Harald Geiling se tient entre jantes, établis et comparateurs dans son atelier de réparation de motos. Vêtu de jeans et d'une veste bleue tachée d'huile et de saletés, il bricole au banc de redressage, sur lequel est fixé un cadre de moto. Une collision l'a fortement comprimé de 22 mm, ce qui a modifié son angle de chasse. La roue avant frotte le refroidisseur. La moto ne peut pas rester comme ça, il faut lui redonner sa forme originale. Harald élève le banc de redressage: «J'adore les réparations, surtout si d'autres me disent qu'elles sont impossibles. C'est ce qu'il y a de plus beau.»
Harald Geiling
Pourquoi l'a-t-il construite lui-même? Il ne peut pas s'en empêcher: «Le dimanche, une fois que j'ai lu le journal, je commence vite à m'ennuyer. Je dois aller faire du vélo, ou bâtir quelque chose.» Il me montre un plan sur lequel il a dessiné des cercles au compas pour former un rectangle. Le rectangle représente son nouveau centre de la moto. L'idée est de l'ériger en face de l'atelier actuel. Les cercles indiquent la distance que pourrait parcourir une grue, et où elle devrait être positionnée. Il n'a pas encore obtenu de permis de construction.
Harald Geiling
Harald n'a encore jamais connu d'échec cuisant. Il a toujours suivi son instinct, notamment lorsqu'il a construit la pyramide. Un bureau de géomètres avait défini les fondations par points sur lesquelles les appuis de la pyramide devaient être posés. Une fois que Harald et Wiktor ont creusé la moitié des fondations, Harald a eu l'idée de mesurer à nouveau le tout pour vérifier que les emplacements étaient corrects. Et ils ne l'étaient pas! La base de la pyramide n'était pas carrée, mais plutôt semblable à un parallélogramme. «Heureusement, nous n'avons eu aucun dégât, parce que nous l'avons remarqué à temps», me raconte Harald.

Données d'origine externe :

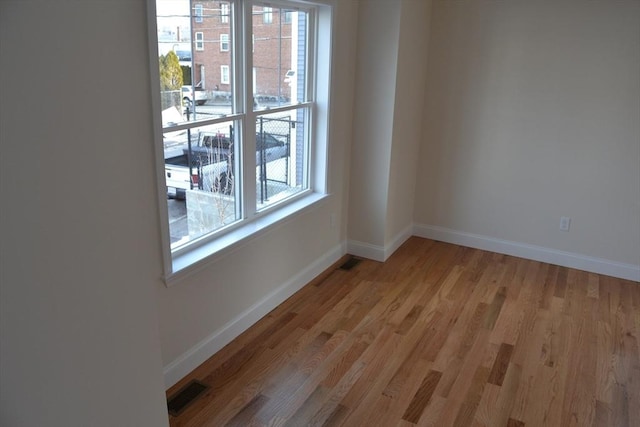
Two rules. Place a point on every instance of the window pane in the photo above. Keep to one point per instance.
(281, 156)
(214, 56)
(201, 182)
(279, 57)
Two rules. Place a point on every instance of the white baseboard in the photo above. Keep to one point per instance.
(536, 253)
(376, 252)
(187, 362)
(366, 250)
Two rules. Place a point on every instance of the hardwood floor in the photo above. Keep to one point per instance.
(437, 335)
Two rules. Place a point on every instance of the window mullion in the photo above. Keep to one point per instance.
(244, 75)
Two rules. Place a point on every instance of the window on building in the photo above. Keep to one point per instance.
(199, 38)
(224, 42)
(224, 74)
(253, 156)
(267, 15)
(286, 18)
(224, 13)
(198, 12)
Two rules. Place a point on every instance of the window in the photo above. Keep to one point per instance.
(224, 13)
(286, 16)
(197, 12)
(199, 40)
(252, 157)
(224, 74)
(267, 15)
(224, 42)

Enfant, il fabriquait déjà des objets. A six ans, il a construit un jeu de croquet, avec maillet, boules et arceaux en fils métalliques. A huit ans, il s'est aménagé un atelier et a monté lui-même des étagères avec du bois de recyclage. A 15 ans, il s'est acheté un appareil de soudage avec son argent de poche et s'est fabriqué un vélomoteur. «J'ai toujours investi beaucoup d'argent dans des outils, et je les ai améliorés lorsque c'était nécessaire.» Il procède toujours de même aujourd'hui. S'il reçoit une moto qui présente un défaut qu'il n'a encore jamais vu, il fabrique un outil spécial pour la réparer.
Harald Geiling
Son téléphone sonne. Un ingénieur en protection incendie l'appelle au sujet de travaux dans la pyramide. Harald discute une demi-heure et s'énerve: «Construire est très facile. Parfois, cela dure plus longtemps pour s'accorder avec les services d'urbanisme. Mais tout ira bien, mon nouveau centre de la moto verra le jour.» D'ici là, il consacre quelques heures à la rénovation d'un appartement au centre de Mayence pour son fils et ses colocataires. «Il vaut mieux avoir deux ou trois projets en parallèle.» «La vie est trop courte pour un seul projet.»